Another contributing factor to the improved performance of our de novo approach is that our approach exploits the rich and detailed EHR phenotypes. For example, pneumonia is included in the clinical description of CF, and was mapped to EHR “pneumonia” (phecode 480). Our association analysis revealed additional forms of pneumonia, such as “bacterial pneumonia” (phecode 480.1), “pseudomonal pneumonia” (phecode 480.12), and “methicillin susceptible pneumonia due to Staphylococcus aureus” (phecode 480.13). These pneumonia terms were all more strongly associated with GReX of CFTR (P < 7 × 10⁻¹¹) than the general term “pneumonia” (P = 0.02). This indicates that our de novo approach circumvents some of the difficulties in mapping clinical description terms to EHR phenotypes, which are structured hierarchically.

Our results do not support a causal role of predicted expression of CFTR on CF phenotypes. The lowest predicted expression was also seen in controls; however, in CF patients, there was an overrepresentation of the low levels of GReX. Additionally, when we repeated the analysis by excluding the 71 individuals with CF diagnosis (the remaining 9071 patients), all the association signals regarding the CF-phenome disappeared (data not shown), suggesting the predicted expression of CFTR is unlikely to be an independent or significant contributor to CF phenotypes, at least at these sample sizes. The observed coupling of CF variants with expression-reducing alleles is consistent with the hypothesis that natural selection favors haplotypes whose composite regulatory alleles reduce the functional impact of the deleterious variants.⁹ In line with this explanation, the haplotypes harboring a severe CF allele such as DF508 demonstrated a lower GReX than the haplotypes harboring a less severe CF allele (Fig. 3b). In this regard, since the level of GReX coevolves with the deleteriousness of total underlying CF alleles due to natural selection, the effect size estimates based on GReX in fact capture the impact of underlying CF-pathogenic alleles in aggregate.
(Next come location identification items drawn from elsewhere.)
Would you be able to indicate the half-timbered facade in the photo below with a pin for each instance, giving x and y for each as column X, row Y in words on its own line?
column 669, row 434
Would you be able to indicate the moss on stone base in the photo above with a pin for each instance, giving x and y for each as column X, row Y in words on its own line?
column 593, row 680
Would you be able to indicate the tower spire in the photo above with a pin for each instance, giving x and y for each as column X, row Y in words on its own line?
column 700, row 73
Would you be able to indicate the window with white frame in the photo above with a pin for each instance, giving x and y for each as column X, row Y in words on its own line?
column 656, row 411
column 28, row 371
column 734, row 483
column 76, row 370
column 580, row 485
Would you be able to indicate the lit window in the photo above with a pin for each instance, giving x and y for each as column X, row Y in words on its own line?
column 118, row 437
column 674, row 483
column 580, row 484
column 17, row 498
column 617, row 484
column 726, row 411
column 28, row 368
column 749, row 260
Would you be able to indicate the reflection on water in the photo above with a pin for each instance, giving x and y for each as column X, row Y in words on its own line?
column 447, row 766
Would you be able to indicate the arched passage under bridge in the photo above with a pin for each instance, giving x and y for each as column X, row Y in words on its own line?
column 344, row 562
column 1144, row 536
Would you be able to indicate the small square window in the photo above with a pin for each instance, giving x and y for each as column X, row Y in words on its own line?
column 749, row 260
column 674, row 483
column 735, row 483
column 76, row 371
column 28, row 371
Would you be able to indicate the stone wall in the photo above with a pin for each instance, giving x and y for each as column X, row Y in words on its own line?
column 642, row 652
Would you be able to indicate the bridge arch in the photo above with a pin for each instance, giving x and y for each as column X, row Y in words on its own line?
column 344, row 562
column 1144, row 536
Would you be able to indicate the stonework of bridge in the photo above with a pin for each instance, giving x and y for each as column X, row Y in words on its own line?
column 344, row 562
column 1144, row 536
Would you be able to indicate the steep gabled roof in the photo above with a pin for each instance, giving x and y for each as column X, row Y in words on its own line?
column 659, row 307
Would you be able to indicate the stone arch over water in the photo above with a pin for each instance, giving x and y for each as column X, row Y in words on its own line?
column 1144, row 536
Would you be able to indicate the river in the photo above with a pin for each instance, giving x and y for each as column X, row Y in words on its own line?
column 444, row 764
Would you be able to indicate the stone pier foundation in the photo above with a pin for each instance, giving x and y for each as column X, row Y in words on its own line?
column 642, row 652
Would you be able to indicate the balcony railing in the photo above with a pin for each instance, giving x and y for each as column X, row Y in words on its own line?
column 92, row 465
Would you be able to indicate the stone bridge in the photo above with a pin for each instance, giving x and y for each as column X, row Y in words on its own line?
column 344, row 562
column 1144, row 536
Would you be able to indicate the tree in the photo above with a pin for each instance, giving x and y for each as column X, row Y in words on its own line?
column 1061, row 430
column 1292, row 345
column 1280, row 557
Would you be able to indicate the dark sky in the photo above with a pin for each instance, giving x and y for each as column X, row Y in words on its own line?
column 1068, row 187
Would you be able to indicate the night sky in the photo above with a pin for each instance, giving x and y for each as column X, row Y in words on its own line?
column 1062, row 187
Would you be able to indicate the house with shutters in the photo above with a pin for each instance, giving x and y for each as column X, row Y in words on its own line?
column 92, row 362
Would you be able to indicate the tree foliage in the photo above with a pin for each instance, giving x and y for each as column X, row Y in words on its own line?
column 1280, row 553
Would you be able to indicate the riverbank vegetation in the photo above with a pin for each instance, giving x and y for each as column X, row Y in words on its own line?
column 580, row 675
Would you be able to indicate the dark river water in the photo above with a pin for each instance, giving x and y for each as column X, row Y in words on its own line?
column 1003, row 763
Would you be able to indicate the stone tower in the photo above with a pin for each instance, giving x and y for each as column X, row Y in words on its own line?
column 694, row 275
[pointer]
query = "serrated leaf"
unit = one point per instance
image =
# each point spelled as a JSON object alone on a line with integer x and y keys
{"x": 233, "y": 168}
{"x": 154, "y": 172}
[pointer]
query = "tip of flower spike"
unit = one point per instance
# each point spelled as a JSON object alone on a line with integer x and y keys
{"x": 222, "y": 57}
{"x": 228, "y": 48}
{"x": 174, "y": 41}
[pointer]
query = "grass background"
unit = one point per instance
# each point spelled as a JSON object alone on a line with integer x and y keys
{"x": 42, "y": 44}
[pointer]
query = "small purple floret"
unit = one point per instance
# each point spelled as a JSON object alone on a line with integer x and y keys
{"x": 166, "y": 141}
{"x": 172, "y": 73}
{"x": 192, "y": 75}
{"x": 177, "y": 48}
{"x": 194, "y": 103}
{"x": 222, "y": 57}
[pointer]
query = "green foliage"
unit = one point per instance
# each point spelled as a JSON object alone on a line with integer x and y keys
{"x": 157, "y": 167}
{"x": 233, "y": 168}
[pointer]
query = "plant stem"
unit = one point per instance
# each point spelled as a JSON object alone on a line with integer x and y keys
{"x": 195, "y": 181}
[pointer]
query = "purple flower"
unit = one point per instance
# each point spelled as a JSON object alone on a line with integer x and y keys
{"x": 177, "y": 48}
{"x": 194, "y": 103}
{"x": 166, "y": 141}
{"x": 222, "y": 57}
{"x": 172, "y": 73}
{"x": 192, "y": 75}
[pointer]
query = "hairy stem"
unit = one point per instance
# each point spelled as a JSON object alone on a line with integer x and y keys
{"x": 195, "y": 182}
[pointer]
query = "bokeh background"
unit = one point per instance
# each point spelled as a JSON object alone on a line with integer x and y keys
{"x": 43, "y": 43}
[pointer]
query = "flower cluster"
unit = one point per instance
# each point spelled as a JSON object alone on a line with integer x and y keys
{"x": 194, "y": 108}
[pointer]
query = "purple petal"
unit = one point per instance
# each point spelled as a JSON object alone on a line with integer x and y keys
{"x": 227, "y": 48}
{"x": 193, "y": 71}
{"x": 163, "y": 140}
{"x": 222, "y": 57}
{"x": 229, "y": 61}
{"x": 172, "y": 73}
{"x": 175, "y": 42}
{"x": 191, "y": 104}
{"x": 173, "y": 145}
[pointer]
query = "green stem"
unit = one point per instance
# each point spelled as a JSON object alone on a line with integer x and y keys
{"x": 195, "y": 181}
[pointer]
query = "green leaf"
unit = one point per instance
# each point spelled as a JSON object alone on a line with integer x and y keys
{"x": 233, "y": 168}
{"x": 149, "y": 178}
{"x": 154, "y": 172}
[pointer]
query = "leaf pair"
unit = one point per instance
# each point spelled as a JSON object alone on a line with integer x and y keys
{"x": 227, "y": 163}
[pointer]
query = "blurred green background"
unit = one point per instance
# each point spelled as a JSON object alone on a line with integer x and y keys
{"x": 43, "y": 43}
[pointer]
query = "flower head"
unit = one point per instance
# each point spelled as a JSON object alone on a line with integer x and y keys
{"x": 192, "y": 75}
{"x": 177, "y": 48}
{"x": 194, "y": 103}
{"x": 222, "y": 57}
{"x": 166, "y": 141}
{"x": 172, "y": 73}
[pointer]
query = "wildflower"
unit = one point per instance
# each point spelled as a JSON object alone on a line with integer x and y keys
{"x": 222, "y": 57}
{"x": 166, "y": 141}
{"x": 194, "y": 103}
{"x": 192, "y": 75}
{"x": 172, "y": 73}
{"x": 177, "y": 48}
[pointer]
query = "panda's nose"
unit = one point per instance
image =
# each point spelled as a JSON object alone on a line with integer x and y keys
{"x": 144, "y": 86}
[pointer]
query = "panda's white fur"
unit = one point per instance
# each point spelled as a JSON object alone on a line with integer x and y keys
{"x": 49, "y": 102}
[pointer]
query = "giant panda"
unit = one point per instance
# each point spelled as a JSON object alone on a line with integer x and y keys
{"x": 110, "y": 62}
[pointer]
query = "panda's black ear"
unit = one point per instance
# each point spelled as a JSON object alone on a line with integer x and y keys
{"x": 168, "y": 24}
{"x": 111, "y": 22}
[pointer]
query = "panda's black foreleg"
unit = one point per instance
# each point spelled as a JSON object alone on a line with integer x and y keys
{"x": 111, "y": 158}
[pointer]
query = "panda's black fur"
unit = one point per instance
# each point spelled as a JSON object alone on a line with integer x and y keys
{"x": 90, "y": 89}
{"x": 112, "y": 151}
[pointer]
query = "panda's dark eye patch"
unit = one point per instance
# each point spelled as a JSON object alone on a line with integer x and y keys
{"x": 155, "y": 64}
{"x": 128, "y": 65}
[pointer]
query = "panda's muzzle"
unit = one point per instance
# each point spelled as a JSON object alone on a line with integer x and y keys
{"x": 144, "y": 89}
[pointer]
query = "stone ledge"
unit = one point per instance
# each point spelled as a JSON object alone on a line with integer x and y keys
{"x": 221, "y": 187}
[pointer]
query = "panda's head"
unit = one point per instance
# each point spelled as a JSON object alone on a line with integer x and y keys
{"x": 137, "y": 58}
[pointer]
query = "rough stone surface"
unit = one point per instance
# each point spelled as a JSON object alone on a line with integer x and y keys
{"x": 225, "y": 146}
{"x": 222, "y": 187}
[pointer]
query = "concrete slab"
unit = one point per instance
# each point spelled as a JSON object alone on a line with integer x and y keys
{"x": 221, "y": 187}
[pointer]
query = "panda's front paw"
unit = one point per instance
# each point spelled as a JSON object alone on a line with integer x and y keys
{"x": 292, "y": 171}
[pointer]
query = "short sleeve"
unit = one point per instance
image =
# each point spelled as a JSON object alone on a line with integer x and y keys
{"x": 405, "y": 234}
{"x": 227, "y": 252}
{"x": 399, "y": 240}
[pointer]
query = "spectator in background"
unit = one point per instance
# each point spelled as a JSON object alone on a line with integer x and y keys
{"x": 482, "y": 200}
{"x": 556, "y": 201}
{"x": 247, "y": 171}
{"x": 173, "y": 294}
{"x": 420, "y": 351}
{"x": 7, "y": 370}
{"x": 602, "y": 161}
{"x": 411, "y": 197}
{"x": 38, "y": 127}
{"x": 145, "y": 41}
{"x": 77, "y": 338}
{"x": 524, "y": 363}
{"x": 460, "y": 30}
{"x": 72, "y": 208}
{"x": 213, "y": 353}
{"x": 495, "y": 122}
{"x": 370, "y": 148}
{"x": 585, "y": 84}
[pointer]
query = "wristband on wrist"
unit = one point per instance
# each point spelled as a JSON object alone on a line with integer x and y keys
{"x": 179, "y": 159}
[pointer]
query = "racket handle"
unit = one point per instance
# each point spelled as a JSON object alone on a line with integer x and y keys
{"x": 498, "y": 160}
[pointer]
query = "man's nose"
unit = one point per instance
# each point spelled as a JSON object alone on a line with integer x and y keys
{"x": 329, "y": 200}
Finally, the success of our de novo approach of building a phenotype risk score of CF relies on several aspects of CF. The number of CF cases in the discovery data set (71 CF cases of ~10,000 persons of European descent) has empowered our genetic association studies to reveal phenotypes that broadly cover clinical manifestations of CF. These EHR phenotypes comprise the basis for building PheRS^assoc, with some being highly specific to CF (e.g., MRSA pneumonia). The availability of the CF diagnosis code in EHRs also made it easier to assign CF case status. CF is the most common recessive Mendelian disease in populations with European ancestries, and was diagnosed in ~0.1% of the patient population of our validation data set containing ~2.8 million patients. While it is unclear that CF results can be extended to rarer recessive Mendelian diseases, we believe such investigations may have value for more automated identification of patients with undiagnosed Mendelian diseases and for more complete cataloging of EHR-based phenotypic descriptions of Mendelian diseases.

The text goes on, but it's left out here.